The proposed network, Channel 6, could carry local news, programming and advertising. It would also run networked public service content.
Jaqui Devereux, spokeswoman for campaign group United for Local Television, said the new local network would provide a clear public service, because of its role as a platform for community information.
The campaigners argue that the 2003 Communications Act enables the provision of community TV and are turning to the Government for support. An Early Day Motion has won the support of 126 MPs.
‘Many of the public service broadcasters are moving away from ultra-local. The BBC knows it can’t do ultra-local,’Devereux said. ‘Local for the public service broadcasters is regional, which is not local.”
The BBC ditched ultra-local news plans last year as part of its corporation-wide cutbacks. It said it would concentrate on developing online news services, investing £300m in the project, subject to approval by the BBC Trust.

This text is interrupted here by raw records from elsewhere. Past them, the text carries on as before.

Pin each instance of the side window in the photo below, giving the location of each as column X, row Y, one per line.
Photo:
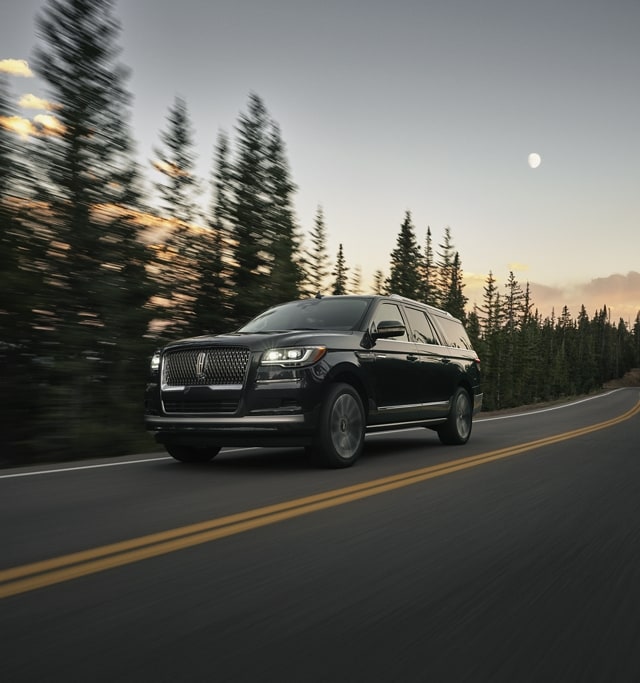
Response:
column 454, row 333
column 388, row 311
column 422, row 331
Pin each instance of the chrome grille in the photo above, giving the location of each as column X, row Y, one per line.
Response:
column 214, row 365
column 184, row 406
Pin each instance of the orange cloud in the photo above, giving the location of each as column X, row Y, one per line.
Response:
column 42, row 125
column 169, row 169
column 16, row 67
column 48, row 125
column 29, row 101
column 19, row 125
column 619, row 293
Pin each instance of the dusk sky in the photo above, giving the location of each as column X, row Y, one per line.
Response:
column 432, row 106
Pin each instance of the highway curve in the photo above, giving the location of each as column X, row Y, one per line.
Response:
column 513, row 558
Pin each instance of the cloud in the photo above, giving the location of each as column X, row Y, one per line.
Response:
column 518, row 267
column 169, row 168
column 16, row 67
column 619, row 293
column 19, row 125
column 48, row 124
column 29, row 101
column 43, row 125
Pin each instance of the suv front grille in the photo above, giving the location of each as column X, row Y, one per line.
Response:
column 210, row 366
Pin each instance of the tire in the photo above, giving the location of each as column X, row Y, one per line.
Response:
column 457, row 429
column 191, row 453
column 340, row 437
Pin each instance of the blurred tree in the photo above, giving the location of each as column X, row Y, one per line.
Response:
column 455, row 301
column 444, row 269
column 97, row 288
column 355, row 286
column 251, row 236
column 286, row 273
column 428, row 272
column 318, row 268
column 406, row 263
column 177, row 273
column 378, row 282
column 211, row 308
column 340, row 274
column 175, row 161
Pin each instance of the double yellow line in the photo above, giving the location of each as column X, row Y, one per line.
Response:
column 56, row 570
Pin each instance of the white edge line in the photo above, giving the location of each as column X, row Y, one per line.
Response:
column 546, row 410
column 391, row 431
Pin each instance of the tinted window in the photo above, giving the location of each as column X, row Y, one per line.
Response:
column 311, row 314
column 389, row 311
column 422, row 331
column 454, row 333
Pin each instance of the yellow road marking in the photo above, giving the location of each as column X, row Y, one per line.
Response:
column 58, row 569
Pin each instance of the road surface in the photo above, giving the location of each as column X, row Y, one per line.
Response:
column 513, row 558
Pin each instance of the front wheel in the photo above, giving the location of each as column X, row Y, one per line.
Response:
column 340, row 437
column 457, row 429
column 191, row 453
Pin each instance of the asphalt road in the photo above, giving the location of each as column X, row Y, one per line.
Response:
column 513, row 558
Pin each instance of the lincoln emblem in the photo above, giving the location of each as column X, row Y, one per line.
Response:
column 201, row 362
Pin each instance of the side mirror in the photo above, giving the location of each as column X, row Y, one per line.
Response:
column 387, row 329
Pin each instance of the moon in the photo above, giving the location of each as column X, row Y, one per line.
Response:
column 534, row 160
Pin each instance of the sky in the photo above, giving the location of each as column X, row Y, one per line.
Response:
column 427, row 106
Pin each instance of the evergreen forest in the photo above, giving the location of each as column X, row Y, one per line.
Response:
column 96, row 273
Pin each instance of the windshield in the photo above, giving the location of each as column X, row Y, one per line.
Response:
column 311, row 314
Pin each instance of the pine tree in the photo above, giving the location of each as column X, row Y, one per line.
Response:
column 251, row 235
column 286, row 273
column 356, row 280
column 406, row 263
column 177, row 265
column 20, row 282
column 340, row 273
column 318, row 257
column 212, row 257
column 444, row 266
column 428, row 272
column 455, row 301
column 98, row 287
column 378, row 282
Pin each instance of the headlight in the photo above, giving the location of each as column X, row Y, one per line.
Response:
column 295, row 356
column 155, row 361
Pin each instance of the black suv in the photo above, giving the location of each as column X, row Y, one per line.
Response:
column 317, row 373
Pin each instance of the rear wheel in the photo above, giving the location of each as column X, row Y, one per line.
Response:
column 457, row 429
column 340, row 436
column 192, row 453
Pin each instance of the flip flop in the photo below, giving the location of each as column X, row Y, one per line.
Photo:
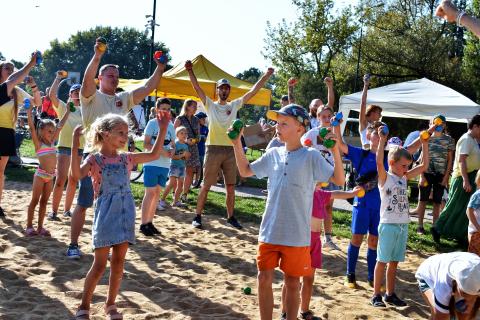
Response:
column 44, row 232
column 30, row 232
column 112, row 313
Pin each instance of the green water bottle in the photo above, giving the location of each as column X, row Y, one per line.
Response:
column 236, row 126
column 327, row 143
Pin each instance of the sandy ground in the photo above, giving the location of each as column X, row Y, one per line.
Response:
column 182, row 274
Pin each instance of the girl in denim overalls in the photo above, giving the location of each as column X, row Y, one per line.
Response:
column 114, row 217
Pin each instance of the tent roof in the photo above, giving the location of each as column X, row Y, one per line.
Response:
column 418, row 99
column 176, row 84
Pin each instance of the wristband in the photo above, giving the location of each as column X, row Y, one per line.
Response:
column 459, row 17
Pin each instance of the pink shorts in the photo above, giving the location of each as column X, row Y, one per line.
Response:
column 316, row 249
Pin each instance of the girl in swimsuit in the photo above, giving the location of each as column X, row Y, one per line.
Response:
column 43, row 137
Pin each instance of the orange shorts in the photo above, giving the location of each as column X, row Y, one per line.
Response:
column 293, row 261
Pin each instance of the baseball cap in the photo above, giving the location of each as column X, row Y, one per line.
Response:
column 74, row 87
column 468, row 279
column 221, row 82
column 292, row 110
column 200, row 115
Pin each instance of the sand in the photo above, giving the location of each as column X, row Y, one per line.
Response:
column 183, row 274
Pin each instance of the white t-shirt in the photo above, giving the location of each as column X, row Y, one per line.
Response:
column 100, row 104
column 440, row 270
column 312, row 134
column 220, row 118
column 394, row 200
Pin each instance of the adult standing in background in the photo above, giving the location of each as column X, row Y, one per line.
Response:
column 219, row 154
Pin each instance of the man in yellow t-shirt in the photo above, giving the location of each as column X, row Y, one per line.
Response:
column 96, row 103
column 219, row 154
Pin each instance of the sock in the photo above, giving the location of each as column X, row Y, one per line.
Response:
column 371, row 261
column 352, row 257
column 328, row 237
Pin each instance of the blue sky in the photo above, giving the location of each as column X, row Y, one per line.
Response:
column 229, row 33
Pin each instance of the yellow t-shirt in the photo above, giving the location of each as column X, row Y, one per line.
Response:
column 466, row 145
column 7, row 110
column 74, row 119
column 100, row 104
column 220, row 118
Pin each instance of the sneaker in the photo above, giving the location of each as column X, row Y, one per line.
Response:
column 178, row 204
column 146, row 230
column 377, row 301
column 197, row 222
column 435, row 235
column 73, row 252
column 234, row 223
column 350, row 281
column 330, row 245
column 308, row 315
column 393, row 299
column 183, row 198
column 52, row 216
column 152, row 227
column 420, row 231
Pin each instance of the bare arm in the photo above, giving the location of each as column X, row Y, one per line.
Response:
column 363, row 104
column 152, row 83
column 257, row 86
column 76, row 171
column 382, row 173
column 242, row 161
column 194, row 81
column 331, row 93
column 424, row 164
column 88, row 85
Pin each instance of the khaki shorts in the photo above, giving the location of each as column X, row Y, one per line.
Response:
column 219, row 158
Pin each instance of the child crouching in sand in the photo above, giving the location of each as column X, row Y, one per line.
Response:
column 114, row 217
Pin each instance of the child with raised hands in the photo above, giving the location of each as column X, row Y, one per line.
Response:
column 44, row 136
column 284, row 238
column 114, row 216
column 394, row 215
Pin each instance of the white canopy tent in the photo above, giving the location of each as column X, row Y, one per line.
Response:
column 416, row 99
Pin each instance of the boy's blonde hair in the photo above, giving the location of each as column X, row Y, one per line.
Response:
column 104, row 124
column 398, row 152
column 179, row 129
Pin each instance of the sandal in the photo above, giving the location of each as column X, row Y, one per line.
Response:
column 30, row 232
column 44, row 232
column 112, row 313
column 82, row 314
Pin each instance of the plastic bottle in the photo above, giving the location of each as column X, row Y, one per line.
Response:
column 26, row 103
column 160, row 57
column 39, row 58
column 327, row 143
column 236, row 126
column 337, row 118
column 102, row 44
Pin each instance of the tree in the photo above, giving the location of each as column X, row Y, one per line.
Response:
column 127, row 47
column 307, row 48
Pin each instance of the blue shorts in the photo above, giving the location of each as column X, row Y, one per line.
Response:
column 68, row 151
column 392, row 242
column 365, row 220
column 154, row 176
column 176, row 171
column 85, row 192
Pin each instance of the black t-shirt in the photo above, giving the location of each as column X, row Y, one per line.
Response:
column 3, row 94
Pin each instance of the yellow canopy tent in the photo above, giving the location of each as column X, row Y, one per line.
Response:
column 176, row 84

ITV announced plans last year to reduce its television news regions from 17 to nine. Since then, it has been shrinking its staffing levels, reducing numbers in its regional affairs and management departments. Regional news staff are thought to be next in line for review.
Devereux said current local commercial operators would lose their licences if they are forced to bid against bigger broadcasters when the rights to the spectrum are put up for auction in 2012.
Local television stations are currently run on a variety of models – from community stations to fully commercial enterprises offering a mix of local news and information.
The campaigners believe there are a number of potential operators and that local newspaper groups could also invest if the project gets the go-ahead.